Inferences About Story Setting
• Read a story aloud to your child. Leave out any references to the
story's setting that would tell the child exactly what the setting is,
but leave in details that act as clues. When the story is finished, ask
your fourth grader where they think the story is set and why.
•
Have your fourth grader make up a story and tell it to you, but ask
them not to tell you exactly where the story is set. You have to try
and make a guess about the story's setting. If the child has not given
you enough details to make a correct guess, ask questions until you can
make a good guess. Then switch and you make up a story.
•
This is a version of twenty questions that is fun to play in groups or
pairs. Have your child make up a location, such as the mall during a
thunderstorm, a sports event when it's raining, the kitchen during
Thanksgiving dinner, a desert island. However, the child does not tell
you "where" you are. Then, you ask your child "yes" or "no" questions
until you figure out what setting he or she is trying to evoke.
Similarities and Differences in Characters
• Play a family comparison game. Talk about what similarities and
differences exist between members of your own extended and nuclear
families. What things are alike about the child's two grandmothers?

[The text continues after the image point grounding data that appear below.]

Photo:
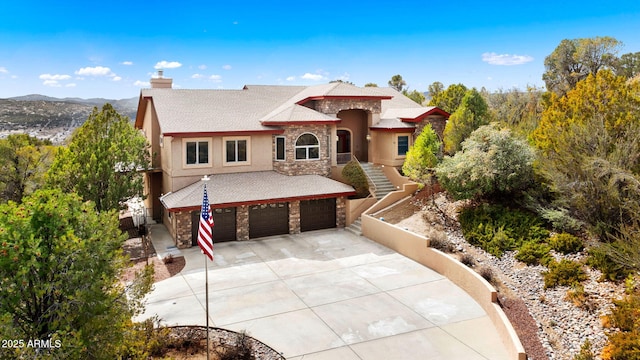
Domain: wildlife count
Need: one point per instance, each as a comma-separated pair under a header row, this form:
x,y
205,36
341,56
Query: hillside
x,y
53,118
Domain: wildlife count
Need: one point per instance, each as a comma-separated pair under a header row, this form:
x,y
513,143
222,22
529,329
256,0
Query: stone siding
x,y
183,229
341,212
294,217
291,166
242,223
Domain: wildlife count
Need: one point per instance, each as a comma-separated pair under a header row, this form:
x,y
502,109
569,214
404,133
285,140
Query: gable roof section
x,y
235,189
297,114
216,111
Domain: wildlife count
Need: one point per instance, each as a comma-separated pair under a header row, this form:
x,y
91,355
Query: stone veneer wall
x,y
294,217
341,212
183,229
242,223
291,166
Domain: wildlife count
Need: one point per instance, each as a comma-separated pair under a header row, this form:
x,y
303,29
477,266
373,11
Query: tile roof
x,y
252,187
260,107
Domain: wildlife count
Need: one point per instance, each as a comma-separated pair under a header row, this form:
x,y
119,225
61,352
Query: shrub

Do all the children in the family have the same color hair? Do they
talk the same way? Do they all like macaroni and cheese?
•
After reading a book with many characters in it, ask your fourth
grader to make a table listing the similarities and differences
between the characters.
Similarities and Differences in Settings
• Read several short stories in one week with your child (or have him or
her read the stories). Then, ask your child do a comparison of two
•
settings from the stories, taking note of where the stories took place
and what kinds of details the author used to describe the story
settings.
After reading a book or seeing a movie, ask your child to compare the
story or movie's setting with your own house, neighborhood, city,
country, climate, etc. How are they alike? How are they different?

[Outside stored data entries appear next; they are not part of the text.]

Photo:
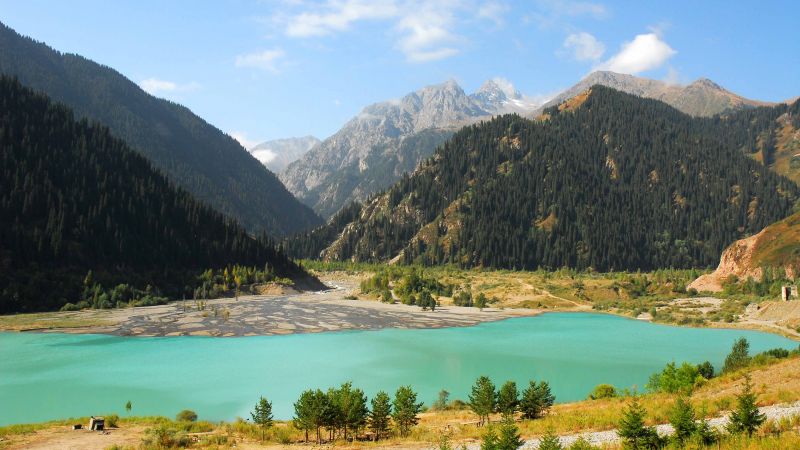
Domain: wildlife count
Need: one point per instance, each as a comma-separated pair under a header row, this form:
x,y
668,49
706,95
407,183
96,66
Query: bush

Similarities and Differences in Events
• Play a game in which the child names an event, such as a wedding, a
feast, an argument, or a swimming party, and you respond with an
event that is opposite to that event: a funeral, a famine, a hug, a
thunderstorm. Then, talk about what things are similar and different
between the events.
•
Talk with your child about how the events in a story or movie are alike
or different from the events your child experienced that day. Are
both events happy? Is one more exciting than the other? Are they
both challenging?
Cause and Effect in Literary Writing
• Talk about the relationship between cause and effect in your child's
everyday life. When your child is dealing with the consequences of his
or her actions, talk about what caused the consequences and what the
child might do differently the next time to have a different effect.
Talk about examples of cause and effect in your life.
•
While watching a TV show or movie with your child, pause and discuss
what may have caused a certain thing to happen. Why did the car go
over the cliff? Why did the ballerina win the contest?
That’s All Folks!!
Have fun working with your children!!!!